President Donald Trump signed a proclamation to allow companies to request product-specific exclusions for steel imports from South Korea, Brazil and Argentina, along with aluminium imports from Argentina, even after import quotas from those countries are filled.
United States President Donald Trump signed a proclamation this week that will allow companies to request product-specific exclusions for steel imports from South Korea, Brazil and Argentina, along with aluminium imports from Argentina, even after import quotas from those countries are filled.
The proclamation, signed on Wednesday August 29, also allows US steel consumers that ordered foreign steel before March 8 to import such steel via written contract - under certain conditions - even if it exceeds these country-specific quotas. Such consumers must still pay the standard 25% Section 232 tariffs.
This steel, which could be key for projects that employ thousands of US workers, must be imported before March 2019, according to the proclamation. These projects might have been “significantly disrupted or delayed” if imports hit the barrier of a hard quota and could not enter the US. That situation is not ideal for companies who ordered steel before Trump’s initial Section 232 announcement.
Under past policy, steel imports that exceeded quotas for each country were not allowed to enter the country. Under this new process, companies must apply to Commerce’s Bureau of Industry and Security (BIS) for product exemptions and must still prove that there is insufficient domestic production before they can exceed the country-specific quota.
This development might produce “very modest changes to existing trade flows” but could also have broader impacts on Brazilian and South Korean slab, grain-oriented electrical steels (GOES) and pipe and tube products, KeyBanc Capital Markets analyst Philip Gibbs said.
In particular, Brazilian and South Korean slab producers could export more of the product to the US, while existing GOES trade - whereby South Korea sells “sizable contracts” of such products in the US - could be called into question, he said.
The changes also “potentially open the door for less scrutiny on specific grades of South Korean pipe, like oil country tubular goods (OCTG) and line pipe,” Gibbs wrote in an August 30 research note.
OCTG is one category where filled import quotas, and therefore these changes, could have an impact, Jefferies LLC analyst Seth Rosenfeld agreed in a separate research note issued on August 30. Still, he believes that the net impact on imports and prices will be “limited.”

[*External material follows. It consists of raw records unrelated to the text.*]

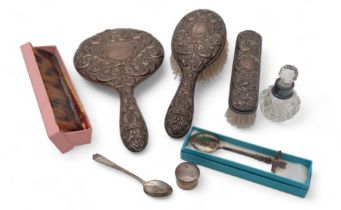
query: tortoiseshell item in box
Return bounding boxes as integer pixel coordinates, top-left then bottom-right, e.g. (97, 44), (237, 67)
(21, 43), (91, 153)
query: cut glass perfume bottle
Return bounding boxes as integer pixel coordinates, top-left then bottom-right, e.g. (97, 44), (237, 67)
(260, 65), (301, 122)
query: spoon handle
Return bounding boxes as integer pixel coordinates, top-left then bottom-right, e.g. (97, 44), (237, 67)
(92, 154), (145, 184)
(119, 87), (148, 152)
(221, 145), (287, 168)
(165, 72), (198, 138)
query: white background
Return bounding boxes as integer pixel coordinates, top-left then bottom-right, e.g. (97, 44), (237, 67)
(0, 0), (341, 210)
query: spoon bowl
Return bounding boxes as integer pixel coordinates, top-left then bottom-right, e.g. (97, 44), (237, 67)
(143, 180), (173, 197)
(92, 154), (173, 197)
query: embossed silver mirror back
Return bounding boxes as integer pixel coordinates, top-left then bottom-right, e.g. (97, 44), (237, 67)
(74, 29), (164, 88)
(74, 29), (164, 152)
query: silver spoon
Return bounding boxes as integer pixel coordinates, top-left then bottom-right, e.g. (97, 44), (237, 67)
(92, 154), (173, 197)
(190, 133), (287, 173)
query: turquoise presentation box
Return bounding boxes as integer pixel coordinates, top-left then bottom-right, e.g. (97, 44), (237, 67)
(181, 126), (312, 197)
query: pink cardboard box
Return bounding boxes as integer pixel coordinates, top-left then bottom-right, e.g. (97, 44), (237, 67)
(21, 43), (91, 153)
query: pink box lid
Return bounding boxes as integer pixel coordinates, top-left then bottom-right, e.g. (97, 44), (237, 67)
(21, 43), (91, 153)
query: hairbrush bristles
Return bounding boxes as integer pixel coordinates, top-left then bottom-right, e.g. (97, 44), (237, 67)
(170, 40), (228, 80)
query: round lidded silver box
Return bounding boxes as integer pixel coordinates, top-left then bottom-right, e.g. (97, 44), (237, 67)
(175, 162), (200, 190)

Domestic OCTG prices could continue to be the “biggest winner” from the Section 232 tariffs, partly because deals with South Korea, Brazil and Argentina – which together have historically represented 45% of the import market – cap imports at 52% less than 2017 volumes, Rosenfeld wrote. Argentina now represents the only source of tariff-free OCTG in the world, aside from Australia, for the next four months.
The trade measures have boosted US prices for OCTG product, with J55 casing at $1,250-1,350 per short ton fob mill on August 28, according to American Metal Market's latest assessment, up 7.2% from $1,175-1,250 per ton on March 27. Prices for the product peaked this year on May 29, when they were assessed at $1,330-$1,450 per ton.
“To date 93% of the annual quota has been consumed, driving expectation for a meaningful fall in [second-half] imports,” Rosenfeld added. “While US consumers will request exemptions on the back of [this latest] news, we expect the majority of requests to be refused.”
Gibbs dubbed the change an added “twist” to Commerce’s exclusion process, which has been in place since March, while Rosenfeld said the amendment highlighted the “flexible nature” of US trade policy.
US energy and pipeline companies recently criticized the exemption process.